The pharmacist told the man he didn't have the drugs, then fled to a stockroom to call police. The man was gone by the time police arrived, but dispatchers aired a description of the car, which matched Hevezi's father's car.

Gilbert said officers in the University District began looking for the car because there's another all-night CVS at Lane Avenue and N. High Street. Officers spotted the vehicle about 1:50 a.m.

"It was good police work," Gilbert said.

Police wouldn't give further information about what happened after that, except to say that Hevezi died while still in the car, which had stopped at the intersection of Lane and High.
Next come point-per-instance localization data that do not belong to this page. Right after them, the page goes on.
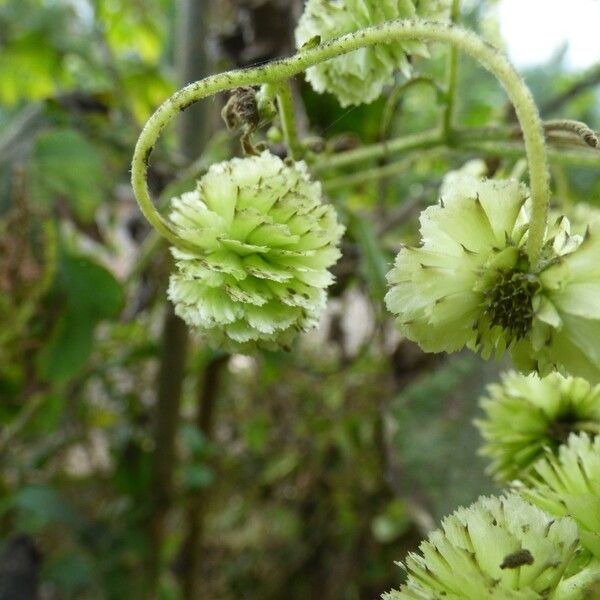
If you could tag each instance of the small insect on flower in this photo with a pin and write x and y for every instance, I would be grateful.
(360, 76)
(265, 241)
(517, 559)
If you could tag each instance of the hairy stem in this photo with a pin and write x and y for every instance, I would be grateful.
(395, 96)
(287, 115)
(452, 77)
(391, 31)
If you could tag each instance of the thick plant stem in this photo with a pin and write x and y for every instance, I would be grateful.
(166, 419)
(193, 546)
(277, 71)
(287, 115)
(192, 135)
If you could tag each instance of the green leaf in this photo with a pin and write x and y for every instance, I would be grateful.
(66, 166)
(91, 294)
(197, 477)
(38, 506)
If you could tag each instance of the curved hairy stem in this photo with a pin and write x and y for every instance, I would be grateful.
(285, 102)
(391, 31)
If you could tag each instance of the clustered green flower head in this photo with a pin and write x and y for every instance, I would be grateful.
(525, 415)
(498, 548)
(265, 241)
(470, 282)
(569, 484)
(360, 76)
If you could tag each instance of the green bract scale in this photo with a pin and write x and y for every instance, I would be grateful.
(498, 548)
(525, 415)
(470, 282)
(264, 242)
(569, 484)
(360, 76)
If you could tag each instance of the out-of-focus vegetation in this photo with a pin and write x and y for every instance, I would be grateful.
(296, 475)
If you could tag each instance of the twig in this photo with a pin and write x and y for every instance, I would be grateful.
(589, 80)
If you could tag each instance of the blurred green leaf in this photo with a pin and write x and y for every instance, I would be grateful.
(392, 523)
(91, 294)
(197, 476)
(66, 166)
(37, 506)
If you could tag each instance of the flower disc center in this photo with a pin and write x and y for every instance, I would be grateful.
(509, 302)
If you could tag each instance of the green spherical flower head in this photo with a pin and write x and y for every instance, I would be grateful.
(360, 76)
(498, 548)
(569, 484)
(264, 242)
(470, 283)
(525, 415)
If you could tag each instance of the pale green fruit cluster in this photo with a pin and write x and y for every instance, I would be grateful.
(497, 549)
(360, 76)
(470, 282)
(569, 484)
(264, 241)
(526, 415)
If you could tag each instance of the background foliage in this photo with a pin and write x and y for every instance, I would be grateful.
(300, 475)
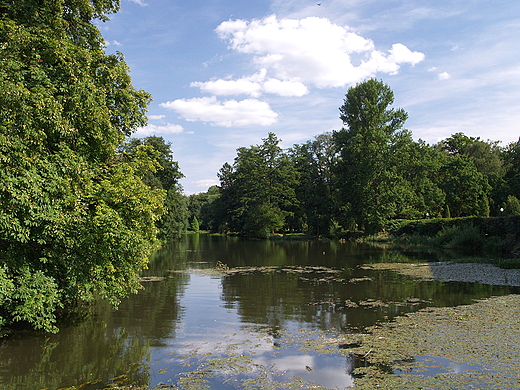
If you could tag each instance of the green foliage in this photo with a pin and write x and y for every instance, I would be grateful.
(76, 218)
(466, 189)
(512, 206)
(194, 226)
(257, 192)
(166, 176)
(315, 162)
(372, 188)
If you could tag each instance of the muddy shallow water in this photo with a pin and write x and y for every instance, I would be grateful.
(224, 313)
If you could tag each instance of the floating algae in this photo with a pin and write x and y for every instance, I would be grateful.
(465, 347)
(457, 272)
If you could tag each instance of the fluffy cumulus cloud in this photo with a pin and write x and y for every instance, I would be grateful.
(228, 113)
(444, 76)
(313, 51)
(253, 85)
(206, 183)
(155, 129)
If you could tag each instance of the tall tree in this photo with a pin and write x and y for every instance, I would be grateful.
(372, 188)
(315, 161)
(487, 159)
(75, 217)
(175, 220)
(257, 192)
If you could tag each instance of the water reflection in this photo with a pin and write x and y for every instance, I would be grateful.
(181, 320)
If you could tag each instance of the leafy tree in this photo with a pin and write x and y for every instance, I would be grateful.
(75, 217)
(315, 162)
(194, 226)
(465, 187)
(486, 157)
(200, 206)
(372, 188)
(175, 221)
(511, 156)
(512, 206)
(257, 192)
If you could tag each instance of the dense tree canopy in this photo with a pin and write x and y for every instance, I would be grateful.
(258, 190)
(372, 187)
(76, 220)
(175, 219)
(362, 177)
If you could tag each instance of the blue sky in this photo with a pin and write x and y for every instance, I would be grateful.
(225, 73)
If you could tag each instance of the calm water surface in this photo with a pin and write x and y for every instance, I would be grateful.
(185, 318)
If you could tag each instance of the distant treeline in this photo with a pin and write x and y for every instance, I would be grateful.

Hevezi had been traveling east on Lane.

Hevezi's father declined to comment when contacted yesterday.

In his 911 call, Hevezi said his son left the suicide note and took the car after spending the evening watching a football game with friends at a Sawmill Road tavern.

Asked by the dispatcher if his son was upset, he answered, "No, not earlier, but he got involved with some drugs before and some bad guys."

Hevezi had no criminal record in Franklin County, but had previous encounters with officers, according to Police Division reports.

In June, his father contacted police after Hevezi took his car and stole checks from his checkbooks. The son told police "he had to take drastic measures in order to pay a $275 drug debt."

In July, he told officers he was carjacked by two men from the same Sawmill CVS. He said he was released on Cleveland Avenue after being forced to return home and get his driver's license and the title to the vehicle.

The store where the robbery attempt occurred is one of a handful of CVS pharmacies open 24 hours.

It isn't clear whether criminals are attracted to stores with overnight hours, but most of the 4,000 robberies in 2006 occurred between 3 p.m. and 7 a.m., said Sgt. Shaun Laird of the robbery squad.

Yesterday's shooting was the first involving Columbus police in the new year. Officers were involved in 14 shootings in 2006, six of which were fatal.

As in all police-involved shootings, the officers will be required to meet with a psychologist before being cleared to return to work. A team of homicide detectives will conduct an investigation to determine whether the officers' actions were within division policy.